Questions have been raised about whether certain products should have been allowed in from Canada under permit. These are procedural questions, not food safety issues. Although it may be legitimate to examine whether appropriate procedures were followed, it is disingenuous to suggest that there is need for public concern.
The fact is -- BSE is an extremely rare, non-contagious animal disease that only develops in older cattle. The agent that is thought to cause BSE has never been found in beef, no matter what nation produces it. Canada's beef production practices and the regulations governing it mirror those of the United States. American lawmakers who claim that Canadian-produced beef is unsafe ignore the science of beef safety for their own political gain. International BSE experts have confirmed that both U.S. and Canadian beef are safe, and the risk of a BSE epidemic in North America is near zero. Consumers should be given the facts by our elected officials, not political rhetoric. The facts about BSE and beef safety reveal these protectionist lawmakers' true intentions: keeping imported products out of the United States.

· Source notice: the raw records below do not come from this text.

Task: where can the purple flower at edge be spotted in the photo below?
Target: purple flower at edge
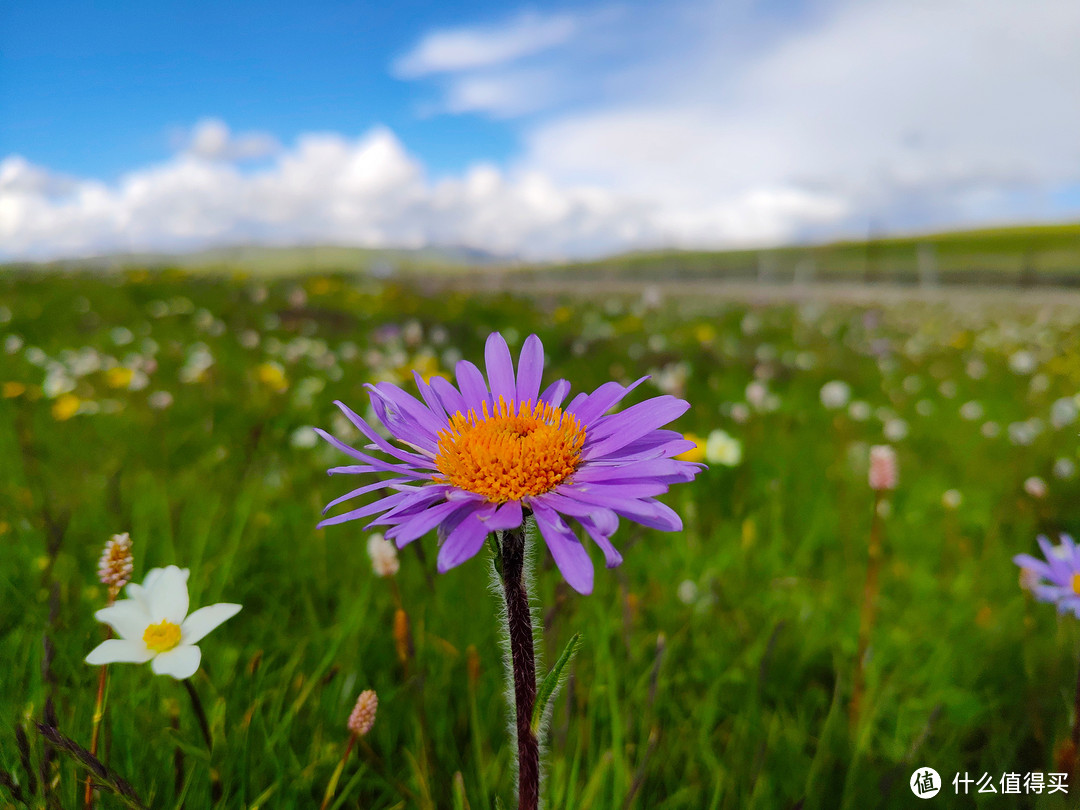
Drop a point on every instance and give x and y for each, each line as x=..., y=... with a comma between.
x=478, y=457
x=1055, y=580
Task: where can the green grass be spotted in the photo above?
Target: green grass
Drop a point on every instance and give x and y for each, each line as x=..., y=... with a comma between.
x=1045, y=254
x=727, y=692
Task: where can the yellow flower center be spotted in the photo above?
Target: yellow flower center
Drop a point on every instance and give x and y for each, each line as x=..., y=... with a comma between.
x=162, y=637
x=505, y=456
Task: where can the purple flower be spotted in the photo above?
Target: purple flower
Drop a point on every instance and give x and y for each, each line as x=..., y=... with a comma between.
x=1057, y=579
x=481, y=456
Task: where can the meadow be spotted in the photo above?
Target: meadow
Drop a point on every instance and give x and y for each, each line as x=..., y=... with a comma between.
x=717, y=663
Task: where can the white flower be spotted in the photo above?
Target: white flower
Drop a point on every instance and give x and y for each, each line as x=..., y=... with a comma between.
x=835, y=394
x=153, y=625
x=952, y=499
x=859, y=410
x=1036, y=487
x=383, y=555
x=723, y=449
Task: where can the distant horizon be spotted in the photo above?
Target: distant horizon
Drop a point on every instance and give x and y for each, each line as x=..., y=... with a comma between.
x=558, y=131
x=1002, y=231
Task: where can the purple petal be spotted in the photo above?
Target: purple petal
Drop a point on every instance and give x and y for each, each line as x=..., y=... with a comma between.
x=466, y=539
x=647, y=512
x=416, y=418
x=1061, y=568
x=529, y=369
x=420, y=524
x=370, y=509
x=363, y=490
x=645, y=469
x=569, y=554
x=629, y=489
x=599, y=522
x=419, y=499
x=555, y=393
x=473, y=388
x=383, y=467
x=500, y=369
x=431, y=400
x=603, y=400
x=450, y=397
x=1026, y=561
x=373, y=464
x=361, y=424
x=611, y=555
x=634, y=422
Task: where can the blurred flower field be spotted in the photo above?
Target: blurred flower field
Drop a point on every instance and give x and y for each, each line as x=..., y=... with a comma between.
x=717, y=664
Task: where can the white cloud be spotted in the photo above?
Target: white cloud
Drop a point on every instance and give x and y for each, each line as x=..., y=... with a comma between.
x=890, y=113
x=211, y=138
x=325, y=189
x=483, y=46
x=698, y=124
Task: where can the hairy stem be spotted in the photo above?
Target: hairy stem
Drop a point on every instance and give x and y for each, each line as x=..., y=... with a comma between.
x=523, y=661
x=200, y=714
x=869, y=608
x=88, y=798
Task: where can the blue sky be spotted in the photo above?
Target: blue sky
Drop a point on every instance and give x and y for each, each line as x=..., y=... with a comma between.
x=542, y=130
x=97, y=89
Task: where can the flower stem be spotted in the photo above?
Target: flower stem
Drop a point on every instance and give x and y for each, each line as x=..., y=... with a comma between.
x=88, y=799
x=523, y=661
x=869, y=607
x=200, y=714
x=337, y=773
x=1076, y=716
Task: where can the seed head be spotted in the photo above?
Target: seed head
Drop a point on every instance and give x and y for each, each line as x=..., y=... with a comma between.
x=116, y=565
x=882, y=472
x=363, y=714
x=383, y=555
x=403, y=638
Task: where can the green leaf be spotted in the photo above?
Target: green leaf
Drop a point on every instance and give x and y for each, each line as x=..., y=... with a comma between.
x=460, y=800
x=553, y=680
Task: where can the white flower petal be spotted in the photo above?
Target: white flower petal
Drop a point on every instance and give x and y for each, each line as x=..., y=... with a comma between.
x=203, y=620
x=127, y=617
x=180, y=662
x=119, y=650
x=169, y=595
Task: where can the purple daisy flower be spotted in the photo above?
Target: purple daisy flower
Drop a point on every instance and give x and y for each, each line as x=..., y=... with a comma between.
x=481, y=456
x=1055, y=580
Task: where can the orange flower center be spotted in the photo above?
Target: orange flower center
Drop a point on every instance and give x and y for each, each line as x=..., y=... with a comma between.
x=505, y=456
x=162, y=637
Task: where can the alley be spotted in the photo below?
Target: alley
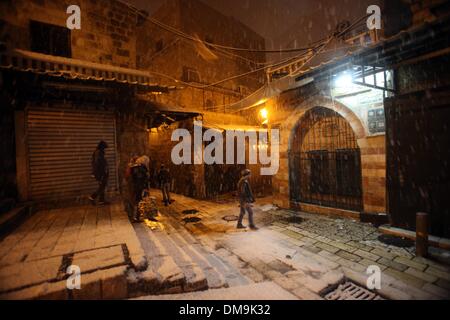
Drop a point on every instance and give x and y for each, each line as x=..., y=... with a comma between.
x=194, y=247
x=305, y=254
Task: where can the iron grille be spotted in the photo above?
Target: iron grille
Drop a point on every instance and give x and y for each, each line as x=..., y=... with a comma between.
x=325, y=162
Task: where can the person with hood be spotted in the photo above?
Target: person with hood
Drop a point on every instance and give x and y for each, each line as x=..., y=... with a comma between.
x=246, y=199
x=164, y=182
x=140, y=180
x=100, y=172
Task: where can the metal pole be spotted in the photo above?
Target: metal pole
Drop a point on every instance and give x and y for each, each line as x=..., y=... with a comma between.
x=421, y=234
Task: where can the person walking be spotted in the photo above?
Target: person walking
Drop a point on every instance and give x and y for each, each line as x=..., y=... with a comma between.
x=246, y=199
x=164, y=182
x=100, y=172
x=140, y=180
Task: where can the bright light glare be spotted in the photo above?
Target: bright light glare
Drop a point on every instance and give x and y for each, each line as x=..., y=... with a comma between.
x=264, y=113
x=344, y=80
x=260, y=102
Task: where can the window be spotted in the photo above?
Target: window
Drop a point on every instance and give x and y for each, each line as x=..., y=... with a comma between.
x=347, y=168
x=320, y=172
x=376, y=120
x=159, y=45
x=50, y=39
x=191, y=75
x=243, y=90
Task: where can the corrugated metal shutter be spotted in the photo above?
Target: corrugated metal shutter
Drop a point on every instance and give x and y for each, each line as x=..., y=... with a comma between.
x=61, y=143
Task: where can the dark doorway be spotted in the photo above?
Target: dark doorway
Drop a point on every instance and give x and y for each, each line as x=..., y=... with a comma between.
x=325, y=162
x=418, y=153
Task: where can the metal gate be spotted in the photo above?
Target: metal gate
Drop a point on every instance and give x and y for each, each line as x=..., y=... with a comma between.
x=325, y=162
x=60, y=147
x=418, y=153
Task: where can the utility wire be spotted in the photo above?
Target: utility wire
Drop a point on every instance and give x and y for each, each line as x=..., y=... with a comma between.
x=321, y=44
x=192, y=38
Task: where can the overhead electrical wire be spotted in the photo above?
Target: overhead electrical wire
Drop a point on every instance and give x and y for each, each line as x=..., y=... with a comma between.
x=318, y=48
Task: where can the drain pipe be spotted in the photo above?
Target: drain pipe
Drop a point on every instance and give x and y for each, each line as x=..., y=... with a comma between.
x=421, y=234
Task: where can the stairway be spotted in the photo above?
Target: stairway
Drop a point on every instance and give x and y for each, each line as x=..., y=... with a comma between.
x=178, y=261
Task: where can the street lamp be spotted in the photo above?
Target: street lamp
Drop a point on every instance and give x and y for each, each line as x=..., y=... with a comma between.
x=264, y=115
x=344, y=80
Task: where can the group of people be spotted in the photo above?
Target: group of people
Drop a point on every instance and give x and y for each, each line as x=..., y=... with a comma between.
x=138, y=177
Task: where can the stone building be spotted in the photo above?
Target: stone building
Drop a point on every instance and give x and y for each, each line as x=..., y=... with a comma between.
x=194, y=66
x=353, y=127
x=63, y=91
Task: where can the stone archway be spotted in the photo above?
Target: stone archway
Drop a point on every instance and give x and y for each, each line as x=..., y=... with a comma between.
x=325, y=161
x=281, y=181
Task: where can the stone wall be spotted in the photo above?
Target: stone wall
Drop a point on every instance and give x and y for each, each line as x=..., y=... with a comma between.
x=286, y=112
x=164, y=53
x=107, y=35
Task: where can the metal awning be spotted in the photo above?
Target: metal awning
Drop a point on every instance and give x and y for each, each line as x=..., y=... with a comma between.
x=61, y=68
x=409, y=44
x=159, y=113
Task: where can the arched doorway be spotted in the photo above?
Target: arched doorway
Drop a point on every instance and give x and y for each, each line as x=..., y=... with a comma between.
x=325, y=161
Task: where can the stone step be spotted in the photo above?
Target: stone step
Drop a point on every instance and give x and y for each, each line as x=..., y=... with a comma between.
x=194, y=275
x=190, y=246
x=163, y=275
x=220, y=273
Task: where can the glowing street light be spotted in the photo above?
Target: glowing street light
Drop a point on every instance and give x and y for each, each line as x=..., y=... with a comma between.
x=344, y=80
x=264, y=115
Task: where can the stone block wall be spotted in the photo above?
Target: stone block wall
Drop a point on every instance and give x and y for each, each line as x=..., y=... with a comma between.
x=287, y=111
x=373, y=164
x=107, y=35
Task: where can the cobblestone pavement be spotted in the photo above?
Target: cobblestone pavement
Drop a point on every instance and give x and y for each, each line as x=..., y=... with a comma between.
x=100, y=240
x=192, y=248
x=308, y=254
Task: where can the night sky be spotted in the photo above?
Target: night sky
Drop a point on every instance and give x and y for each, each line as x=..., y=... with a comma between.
x=280, y=21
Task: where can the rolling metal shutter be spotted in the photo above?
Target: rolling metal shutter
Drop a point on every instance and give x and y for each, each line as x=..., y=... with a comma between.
x=60, y=147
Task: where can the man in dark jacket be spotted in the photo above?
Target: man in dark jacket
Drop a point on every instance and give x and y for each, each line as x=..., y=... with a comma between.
x=164, y=182
x=140, y=181
x=246, y=199
x=100, y=172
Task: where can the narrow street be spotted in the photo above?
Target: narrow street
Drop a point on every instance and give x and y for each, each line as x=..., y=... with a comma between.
x=192, y=252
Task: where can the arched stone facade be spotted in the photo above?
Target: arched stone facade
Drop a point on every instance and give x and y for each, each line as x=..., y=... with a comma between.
x=373, y=155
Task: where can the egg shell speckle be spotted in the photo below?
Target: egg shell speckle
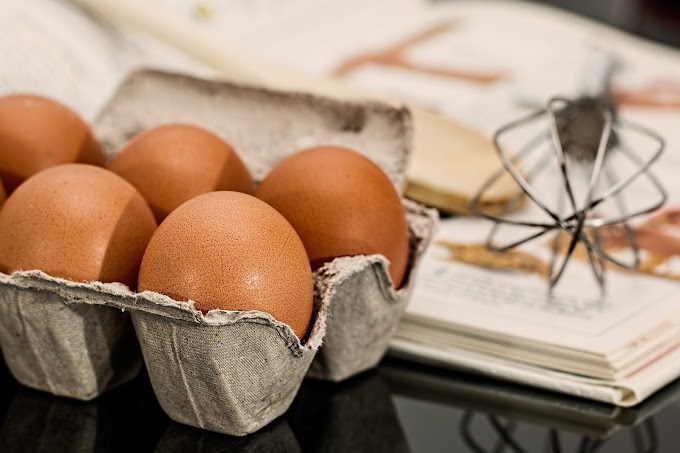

It is indeed ironic that their dubious logic becomes incomprehensible when suggesting that country-of-origin labels are imperative. These labels would apply only to single-ingredient beef sold at retail. Hamburgers and all beef products sold at restaurants, as well as any processed products sold in retail stores, are exempt from the labeling requirements. If consumers have a right to know -- indeed if it so imperative -- why should only a third of beef consumed in the United States carry the label?
The U.S. meat industry supports open and free trade -- as well as voluntary country-of-origin labeling -- and hopes that these alarmist and scientifically inaccurate statements about Canadian beef will stop immediately. Canada is the only major trading partner that did not cease all imports of U.S. beef after our first case of BSE. As the Golden Rule says, do unto others as you would have done unto you."